N = upsample * (num_positive_lobes * 2 + 1)
t = (np.arange(N) - N / 2) / upsample
# result vector
h_rrc = np.zeros(t.size, dtype=np.float)
# index for special cases
sample_i = np.zeros(t.size, dtype=np.bool)
# deal with special cases
subi = t == 0
sample_i = np.bitwise_or(sample_i, subi)
h_rrc[subi] = 1.0 - alpha + (4 * alpha / np.pi)
subi = np.abs(t) == 1 / (4 * alpha)
sample_i = np.bitwise_or(sample_i, subi)
h_rrc[subi] = (alpha / np.sqrt(2)) \
* (((1 + 2 / np.pi) * (np.sin(np.pi / (4 * alpha))))
+ ((1 - 2 / np.pi) * (np.cos(np.pi / (4 * alpha)))))
# base case
sample_i = np.bitwise_not(sample_i)
ti = t[sample_i]
h_rrc[sample_i] = np.sin(np.pi * ti * (1 - alpha)) \
+ 4 * alpha * ti * np.cos(np.pi * ti * (1 + alpha))
h_rrc[sample_i] /= (np.pi * ti * (1 - (4 * alpha * ti) ** 2))
return h_rrc

commpy doesn't seem to be released yet. But here is my nugget of knowledge.
beta = 0.20 # roll off factor
Tsample = 1.0 # sampling period, should at least twice the rate of the symbol
oversampling_rate = 8 # oversampling of the bit stream, this gives samples per symbol
# must be at least 2X the bit rate
Tsymbol = oversampling_rate * Tsample # pulse duration should be at least 2 * Ts
span = 50 # number of symbols to span, must be even
n = span*oversampling_rate # length of the filter = samples per symbol * symbol span
# t_step must be from -span/2 to +span/2 symbols.
# each symbol has 'sps' number of samples per second.
t_step = Tsample * np.linspace(-n/2,n/2,n+1) # n+1 to include 0 time
BW = (1 + beta) / Tsymbol
a = np.zeros_like(t_step)
for item in list(enumerate(t_step)):
i,t = item
# t is n*Ts
if (1-(2.0*beta*t/Tsymbol)**2) == 0:
a[i] = np.pi/4 * np.sinc(t/Tsymbol)
print 'i = %d' % i
elif t == 0:
a[i] = np.cos(beta * np.pi * t / Tsymbol)/ (1-(2.0*beta*t/Tsymbol)**2)
print 't = 0 captured'
print 'i = %d' % i
else:
numerator = np.sinc( np.pi * t/Tsymbol )*np.cos( np.pi*beta*t/Tsymbol )
denominator = (1.0 - (2.0*beta*t/Tsymbol)**2)
a[i] = numerator / denominator
#a = a/sum(a) # normalize total power
plot_filter = 0
if plot_filter == 1:
w,h = signal.freqz(a)
fig = plt.figure()
plt.subplot(2,1,1)
plt.title('Digital filter (raised cosine) frequency response')
ax1 = fig.add_subplot(211)
plt.plot(w/np.pi, 20*np.log10(abs(h)),'b')
#plt.plot(w/np.pi, abs(h),'b')
plt.ylabel('Amplitude (dB)', color = 'b')
plt.xlabel(r'Normalized Frequency ($\pi$ rad/sample)')
ax2 = ax1.twinx()
angles = np.unwrap(np.angle(h))
plt.plot(w/np.pi, angles, 'g')
plt.ylabel('Angle (radians)', color = 'g')
plt.grid()
plt.axis('tight')
plt.show()
plt.subplot(2,1,2)
plt.stem(a)
plt.show()

I think the correct response is to generate the desire impulse response. For a raised cosine filter the function is
h(n) = (sinc(n/T)*cos(pi * alpha* n /T)) / (1-4*(alpha*n/T)**2)
Select the number of points for your filter and generate the weights.
output = scipy.signal.convolve(signal_in, h)

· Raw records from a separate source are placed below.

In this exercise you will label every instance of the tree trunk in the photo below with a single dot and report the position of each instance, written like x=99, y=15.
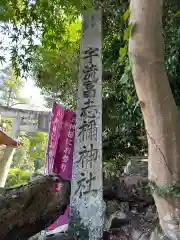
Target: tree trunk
x=158, y=107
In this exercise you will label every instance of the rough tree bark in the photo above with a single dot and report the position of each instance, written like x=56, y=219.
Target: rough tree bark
x=146, y=49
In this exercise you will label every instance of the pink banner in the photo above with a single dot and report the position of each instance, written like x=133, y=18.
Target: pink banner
x=60, y=149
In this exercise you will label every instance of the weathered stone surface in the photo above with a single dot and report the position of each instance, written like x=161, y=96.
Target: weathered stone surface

This is basically the same function as in CommPy but much smaller in code:
def rcosfilter(N, beta, Ts, Fs):
t = (np.arange(N) - N / 2) / Fs
return np.where(np.abs(2*t) == Ts / beta,
np.pi / 4 * np.sinc(t/Ts),
np.sinc(t/Ts) * np.cos(np.pi*beta*t/Ts) / (1 - (2*beta*t/Ts) ** 2))

SciPy will support any filter. Just calculate the impulse response and use any of the appropriate scipy.signal filter/convolve functions.